Fig. 8. Observed anti-correlation between V/σ and h3. Left: Local V/σ − h3 relation for every spectrum within the effective radius and with an error on h3 smaller than 0.05 for M3G galaxies. Red contours are for NRR galaxies, and blue contours are for RR galaxies, and they are based on logarithmic number counts starting from 0.25 with a step of 0.5. Straight lines show the slopes of V/σ − h3 distributions estimated by the ξ3 parameter (see Section 4.3 for details) for M3G galaxies separated into RR (blue) and NRR (red), BCGs (black solid) and non-BCGs (black dashed), and three classes based on the kinematic misalignment angle (see Table S2): ‘oblate’ (violet dashed), ‘triaxial’ (violet dotted) and ‘prolate’ (violet solid). The values for the local ETGs from the ATLAS3D survey, also separated into RR and NRR galaxies, are plotted in green. Right: Distribution of individual ξ3 values as a function of the normalised spin parameter where the value of 0.31 separates slow rotators from fast rotators (vertical dashed line). The M3G galaxies are divided into BCGs (red) and non-BCGs (blue) and shown with large red and blue symbols, respectively, while the small light green symbols are for local ETGs from the ATLAS3D survey. Dark red hexagons are from Loubser et al. (2022). The error bars on M3G values are typically smaller than the symbols size.

The comparison of the ξ₃ values for the M3G Sample (Table S2), as well as for the ATLAS^3D and the Loubser et al. (2022) samples, is shown in the left panel of Fig. 8. Errors were estimated using Monte Carlo simulations for each kinematic map (V, σ, h₃). As expected, BCGs have low ξ₃, with one galaxy showing a positive value. Non-BCGs also often have low ξ₃ values, including one that was classified as RR and fast rotator (PGC 047177). This galaxy indeed does not have a coherent h₃ map, in spite of a very regular velocity map and a generally high amplitude of rotation (Fig. C.1). Other fast rotators in the M3G sample, however, show a spread of ξ₃ values from ∼ − 2 to −11.
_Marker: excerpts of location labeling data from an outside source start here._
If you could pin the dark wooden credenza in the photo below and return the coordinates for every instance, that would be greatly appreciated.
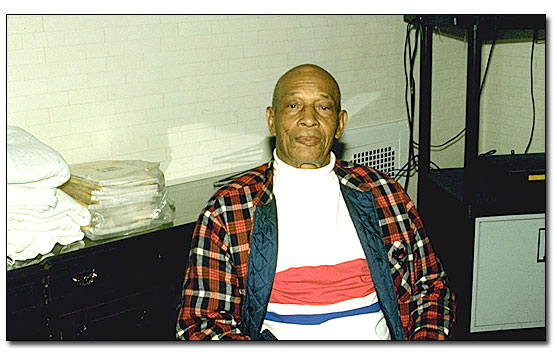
(120, 289)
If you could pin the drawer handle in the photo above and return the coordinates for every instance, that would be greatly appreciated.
(84, 279)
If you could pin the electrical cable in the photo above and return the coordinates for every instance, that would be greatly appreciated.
(481, 90)
(532, 91)
(412, 164)
(410, 86)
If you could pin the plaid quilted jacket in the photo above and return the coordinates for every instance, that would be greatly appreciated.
(411, 283)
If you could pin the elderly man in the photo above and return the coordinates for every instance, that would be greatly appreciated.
(311, 247)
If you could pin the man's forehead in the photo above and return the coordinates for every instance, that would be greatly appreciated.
(297, 92)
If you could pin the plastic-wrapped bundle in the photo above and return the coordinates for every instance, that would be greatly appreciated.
(123, 196)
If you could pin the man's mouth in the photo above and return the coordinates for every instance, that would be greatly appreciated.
(307, 140)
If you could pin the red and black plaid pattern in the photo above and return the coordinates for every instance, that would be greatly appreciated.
(215, 279)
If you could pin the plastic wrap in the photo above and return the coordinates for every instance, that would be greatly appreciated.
(123, 196)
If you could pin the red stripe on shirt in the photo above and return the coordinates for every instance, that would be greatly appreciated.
(324, 284)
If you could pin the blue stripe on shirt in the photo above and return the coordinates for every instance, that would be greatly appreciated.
(315, 319)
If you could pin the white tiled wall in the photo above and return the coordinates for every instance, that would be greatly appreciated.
(188, 91)
(507, 103)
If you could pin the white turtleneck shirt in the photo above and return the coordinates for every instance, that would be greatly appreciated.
(322, 288)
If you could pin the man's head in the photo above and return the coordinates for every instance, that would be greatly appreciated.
(306, 116)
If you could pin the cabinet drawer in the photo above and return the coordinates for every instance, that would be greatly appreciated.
(127, 318)
(102, 275)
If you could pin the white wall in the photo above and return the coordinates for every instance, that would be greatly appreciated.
(188, 91)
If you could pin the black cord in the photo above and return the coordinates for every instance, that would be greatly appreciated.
(481, 90)
(410, 86)
(532, 91)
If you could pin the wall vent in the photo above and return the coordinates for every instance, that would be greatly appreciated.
(383, 147)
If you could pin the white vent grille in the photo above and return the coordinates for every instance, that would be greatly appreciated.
(383, 159)
(383, 147)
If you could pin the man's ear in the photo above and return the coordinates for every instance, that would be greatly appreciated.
(270, 113)
(342, 117)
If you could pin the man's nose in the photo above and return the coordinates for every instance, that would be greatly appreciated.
(309, 118)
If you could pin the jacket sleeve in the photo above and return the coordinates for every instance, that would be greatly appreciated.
(211, 306)
(431, 304)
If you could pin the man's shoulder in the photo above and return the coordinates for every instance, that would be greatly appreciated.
(249, 181)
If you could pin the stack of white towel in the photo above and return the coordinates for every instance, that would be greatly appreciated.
(39, 214)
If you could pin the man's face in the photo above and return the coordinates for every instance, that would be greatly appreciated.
(306, 119)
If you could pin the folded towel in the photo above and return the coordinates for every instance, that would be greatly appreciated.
(66, 207)
(23, 245)
(30, 199)
(31, 233)
(31, 163)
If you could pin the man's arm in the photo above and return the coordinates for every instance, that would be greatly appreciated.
(432, 304)
(211, 300)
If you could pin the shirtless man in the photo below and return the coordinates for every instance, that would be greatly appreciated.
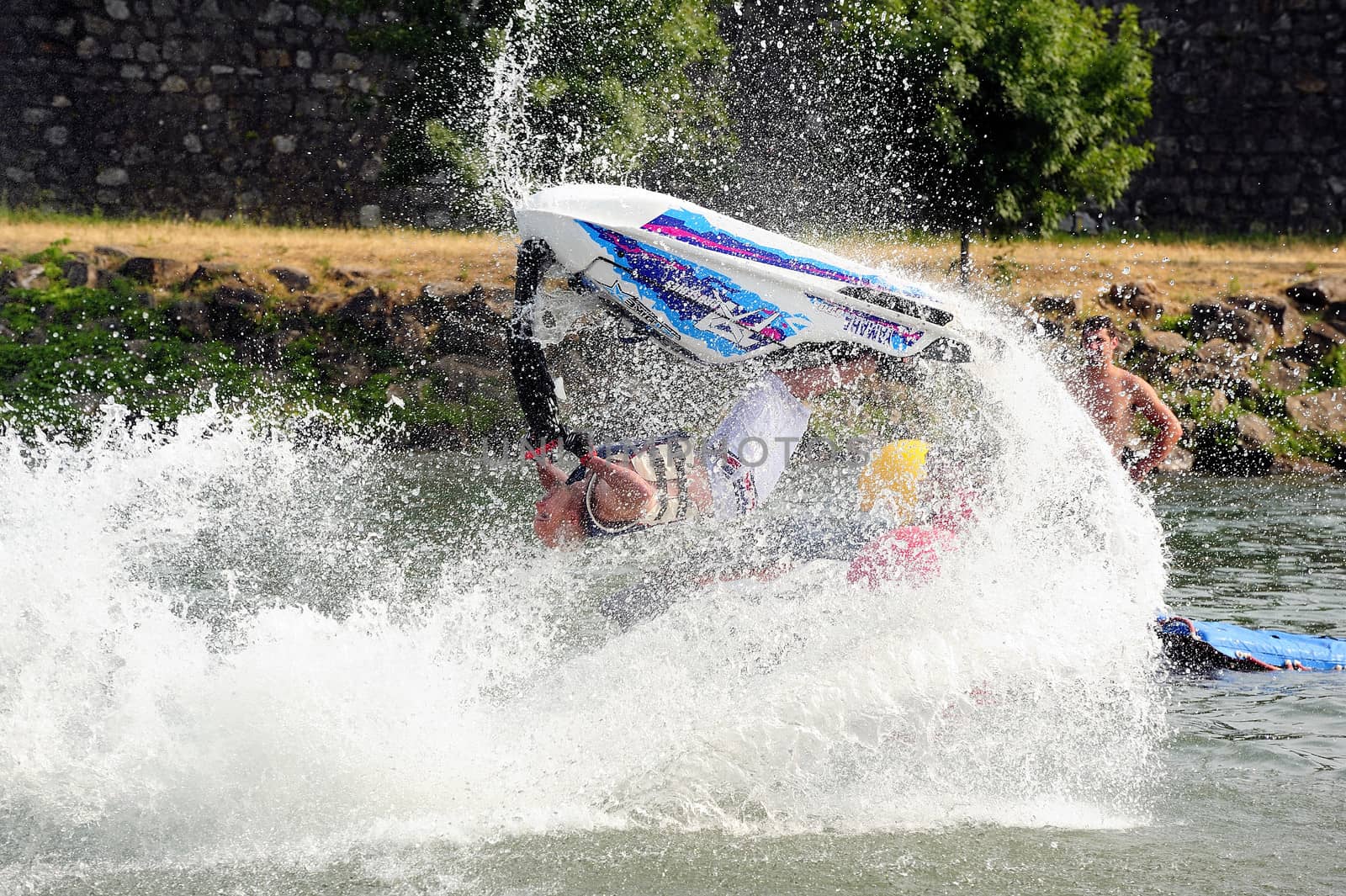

Analysis of the numerical simulations showed that the value of ξ₃ depends on the orbital compositions of a galaxy (Hoffman et al. 2009; Frigo et al. 2019). Strongly negative values of ξ₃ are characteristic for orbital distributions dominated by short-axis tubes, while values close to zero, or even positive, are found in systems with high fractions of long-axis tubes. This is important as it is not only the existence of stellar discs, but the general existence of coherent and dominant streaming around the short axis that results in large negative ξ₃ values. Furthermore, it suggests that the M3G galaxies with high angular momentum contain large fraction of short-axis tubes, which in some cases are completely dominating the orbital distribution (e.g. for ξ₃  − 8.4 the fraction of short-axis tubes is 60%, Frigo et al. 2019).

5. Discussion

The main finding of this work is a surprising richness of features on velocity maps of galaxies with masses above ∼10¹² M_⊙. High quality IFU data reveal velocity maps with multiple-spin reversals, not seen before. On the other hand, regular rotation and fast rotators persist even among very massive galaxies.
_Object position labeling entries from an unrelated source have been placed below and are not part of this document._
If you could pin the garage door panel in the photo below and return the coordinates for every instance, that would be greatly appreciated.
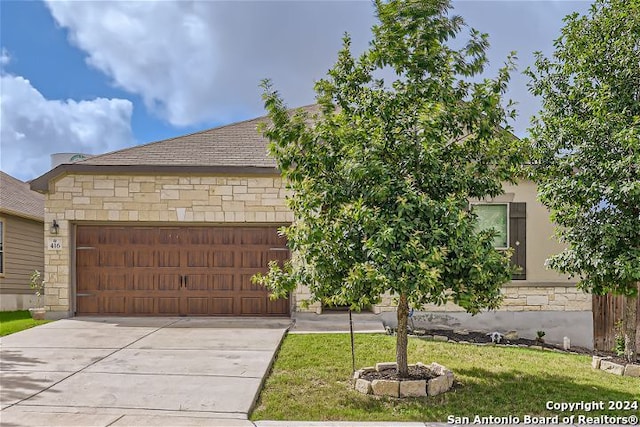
(198, 306)
(223, 282)
(142, 305)
(277, 307)
(114, 258)
(87, 236)
(114, 280)
(88, 304)
(172, 236)
(145, 281)
(222, 236)
(144, 258)
(223, 259)
(223, 306)
(199, 258)
(252, 306)
(175, 270)
(169, 282)
(114, 305)
(197, 282)
(87, 257)
(169, 258)
(169, 306)
(87, 280)
(247, 285)
(254, 259)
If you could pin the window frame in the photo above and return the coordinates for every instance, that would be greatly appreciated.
(507, 217)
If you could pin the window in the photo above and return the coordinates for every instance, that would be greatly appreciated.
(494, 216)
(1, 247)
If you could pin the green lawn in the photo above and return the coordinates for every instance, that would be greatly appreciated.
(16, 321)
(310, 380)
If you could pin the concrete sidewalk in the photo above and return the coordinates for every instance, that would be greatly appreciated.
(136, 371)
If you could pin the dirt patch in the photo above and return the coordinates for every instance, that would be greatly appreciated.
(484, 338)
(415, 373)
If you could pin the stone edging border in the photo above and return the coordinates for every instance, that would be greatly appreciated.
(630, 370)
(404, 388)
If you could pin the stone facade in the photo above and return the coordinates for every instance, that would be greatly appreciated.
(559, 297)
(201, 200)
(198, 200)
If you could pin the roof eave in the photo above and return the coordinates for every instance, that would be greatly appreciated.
(41, 184)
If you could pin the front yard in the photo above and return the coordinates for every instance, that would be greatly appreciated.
(16, 321)
(311, 381)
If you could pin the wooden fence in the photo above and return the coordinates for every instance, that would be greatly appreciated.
(607, 310)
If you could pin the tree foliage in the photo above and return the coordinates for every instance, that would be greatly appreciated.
(382, 170)
(587, 143)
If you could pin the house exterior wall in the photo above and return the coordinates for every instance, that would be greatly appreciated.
(205, 200)
(107, 199)
(23, 253)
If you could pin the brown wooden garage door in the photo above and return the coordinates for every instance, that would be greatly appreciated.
(176, 271)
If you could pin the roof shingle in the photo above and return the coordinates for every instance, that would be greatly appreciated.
(16, 198)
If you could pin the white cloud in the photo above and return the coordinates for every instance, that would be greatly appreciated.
(5, 58)
(32, 127)
(163, 51)
(201, 61)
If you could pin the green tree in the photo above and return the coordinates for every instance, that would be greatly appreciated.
(382, 171)
(587, 143)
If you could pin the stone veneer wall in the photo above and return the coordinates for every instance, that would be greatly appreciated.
(525, 297)
(201, 200)
(143, 199)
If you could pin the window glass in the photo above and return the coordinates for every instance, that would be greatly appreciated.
(493, 216)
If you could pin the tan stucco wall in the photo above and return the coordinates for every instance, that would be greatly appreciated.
(544, 289)
(201, 200)
(204, 200)
(23, 253)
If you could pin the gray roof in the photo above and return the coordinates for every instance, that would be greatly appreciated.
(237, 148)
(238, 144)
(16, 198)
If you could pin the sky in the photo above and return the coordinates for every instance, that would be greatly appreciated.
(97, 76)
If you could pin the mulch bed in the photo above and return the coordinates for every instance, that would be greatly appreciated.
(483, 338)
(415, 373)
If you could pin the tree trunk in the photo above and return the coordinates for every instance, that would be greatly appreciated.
(401, 337)
(630, 326)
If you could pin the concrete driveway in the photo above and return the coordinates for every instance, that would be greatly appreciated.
(136, 371)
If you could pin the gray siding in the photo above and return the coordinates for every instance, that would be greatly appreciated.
(23, 253)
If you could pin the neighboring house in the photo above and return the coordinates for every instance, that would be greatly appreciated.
(178, 227)
(21, 242)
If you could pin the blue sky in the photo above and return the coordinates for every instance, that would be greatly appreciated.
(97, 76)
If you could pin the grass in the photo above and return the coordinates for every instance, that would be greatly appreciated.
(310, 380)
(16, 321)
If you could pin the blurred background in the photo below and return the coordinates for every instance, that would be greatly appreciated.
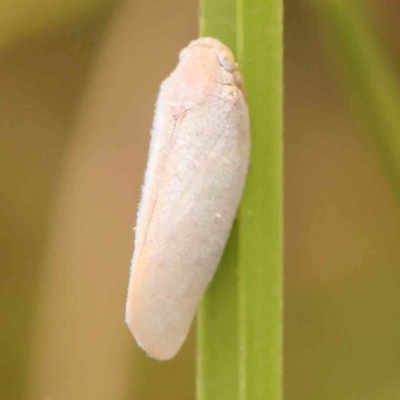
(78, 81)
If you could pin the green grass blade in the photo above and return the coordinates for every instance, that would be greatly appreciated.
(240, 320)
(260, 227)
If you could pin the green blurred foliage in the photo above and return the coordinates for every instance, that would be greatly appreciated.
(341, 216)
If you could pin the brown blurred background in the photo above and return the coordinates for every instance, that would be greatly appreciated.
(77, 91)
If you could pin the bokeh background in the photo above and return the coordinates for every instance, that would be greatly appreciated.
(78, 81)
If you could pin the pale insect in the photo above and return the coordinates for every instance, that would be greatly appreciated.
(197, 165)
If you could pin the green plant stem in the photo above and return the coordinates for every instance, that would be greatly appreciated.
(260, 227)
(240, 320)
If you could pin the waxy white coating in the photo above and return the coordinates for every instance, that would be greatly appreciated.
(198, 161)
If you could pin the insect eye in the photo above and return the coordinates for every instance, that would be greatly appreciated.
(226, 60)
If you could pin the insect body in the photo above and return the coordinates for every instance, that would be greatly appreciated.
(198, 161)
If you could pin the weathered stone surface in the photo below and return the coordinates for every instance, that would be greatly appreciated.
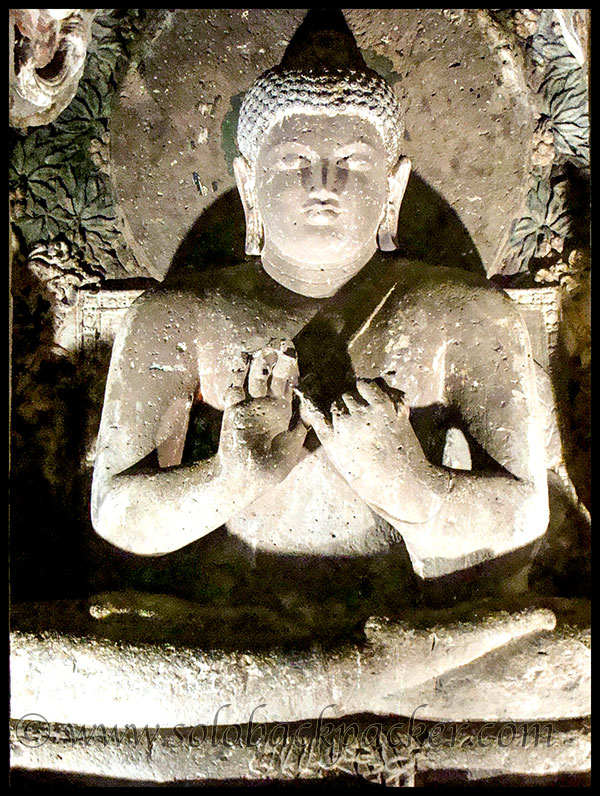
(84, 681)
(467, 115)
(406, 751)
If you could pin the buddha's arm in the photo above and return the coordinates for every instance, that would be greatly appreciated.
(448, 518)
(153, 510)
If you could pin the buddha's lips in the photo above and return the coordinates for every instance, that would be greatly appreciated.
(322, 207)
(320, 214)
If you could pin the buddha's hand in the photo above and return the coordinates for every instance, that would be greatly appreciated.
(369, 440)
(260, 436)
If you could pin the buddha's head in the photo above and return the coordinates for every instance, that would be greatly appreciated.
(320, 174)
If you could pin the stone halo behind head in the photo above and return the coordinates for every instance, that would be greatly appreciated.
(322, 72)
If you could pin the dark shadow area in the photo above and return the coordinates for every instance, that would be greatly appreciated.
(23, 778)
(428, 230)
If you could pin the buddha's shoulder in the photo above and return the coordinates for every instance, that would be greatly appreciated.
(449, 290)
(188, 294)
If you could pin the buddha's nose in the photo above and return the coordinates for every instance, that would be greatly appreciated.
(324, 178)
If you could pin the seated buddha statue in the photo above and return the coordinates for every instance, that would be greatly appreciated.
(334, 373)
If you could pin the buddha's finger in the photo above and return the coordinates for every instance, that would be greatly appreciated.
(234, 395)
(258, 376)
(236, 391)
(284, 376)
(312, 417)
(372, 393)
(352, 403)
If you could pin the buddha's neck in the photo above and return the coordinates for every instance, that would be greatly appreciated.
(316, 280)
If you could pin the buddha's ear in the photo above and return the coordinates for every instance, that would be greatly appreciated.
(244, 177)
(397, 181)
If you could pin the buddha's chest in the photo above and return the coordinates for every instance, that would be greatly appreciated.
(401, 347)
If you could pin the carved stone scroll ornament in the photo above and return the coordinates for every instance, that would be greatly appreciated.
(47, 49)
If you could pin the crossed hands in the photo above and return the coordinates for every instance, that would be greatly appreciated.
(263, 432)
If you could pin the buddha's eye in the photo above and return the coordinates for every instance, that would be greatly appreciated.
(293, 162)
(354, 162)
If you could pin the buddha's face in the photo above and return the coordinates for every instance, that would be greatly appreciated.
(321, 188)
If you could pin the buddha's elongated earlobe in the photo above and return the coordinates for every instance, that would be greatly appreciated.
(244, 177)
(397, 181)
5.1. Multi-spin nature of velocity maps of massive galaxies

The M3G sample comprises galaxies that do not show net rotation (Group a: 2/25), galaxies with complex irregular velocities (Group b: 9/25), galaxies with multiple spin reversals (Group c: 8/25), and galaxies with regular rotation (Group e: 6/25). Noteworthy is that 44% of Group b and all galaxies of Group c have at least one component in long-axis rotation (52% of the full sample). Recent simulation studies predict that the emergence of prolate morphology and long-axis rotation is linked to the formation of massive galaxies (Ebrová & Łokas 2017; Li et al. 2018; Lagos et al. 2022). M3G data contribute by showing that the long-axis rotation is prevalent among massive galaxies, in the sense that it exists even if it is not a dominant component.

The velocity maps of the M3G Group c galaxies are remarkable for atypically large number of kinematic features. Galaxies up to 5 − 6 × 10¹¹ M_⊙ generally exhibit at most two different stellar kinematic components, with respective spins aligned with either the principal major or minor photometric axis (e.g. NGC 4365, the quintessential example of a KDC galaxy; Davies et al. 2001). While KDC galaxies are also present in the M3G sample of galaxies, we reveal here systems that have much more intricate velocity maps, as well as multiple spin reversals. The most remarkable cases are the following:

• PGC 019085 (MS-3L), with a central KDC, outer counter-rotation, and an additional component with long-axis rotation;

• PGC 046832 (MS-5L), presented earlier (Fig. 5) with five spin reversals;

• PGC 047590 (MS-2L), with prograde and retrograde long-axis rotations; and

• PGC 047752 (MS-4L), with a central 5″ region showing both short and long-axis rotations and a retrograde short-axis rotation at larger radii, which twists strongly but incompletely towards long-axis rotation at the edge of the MUSE field.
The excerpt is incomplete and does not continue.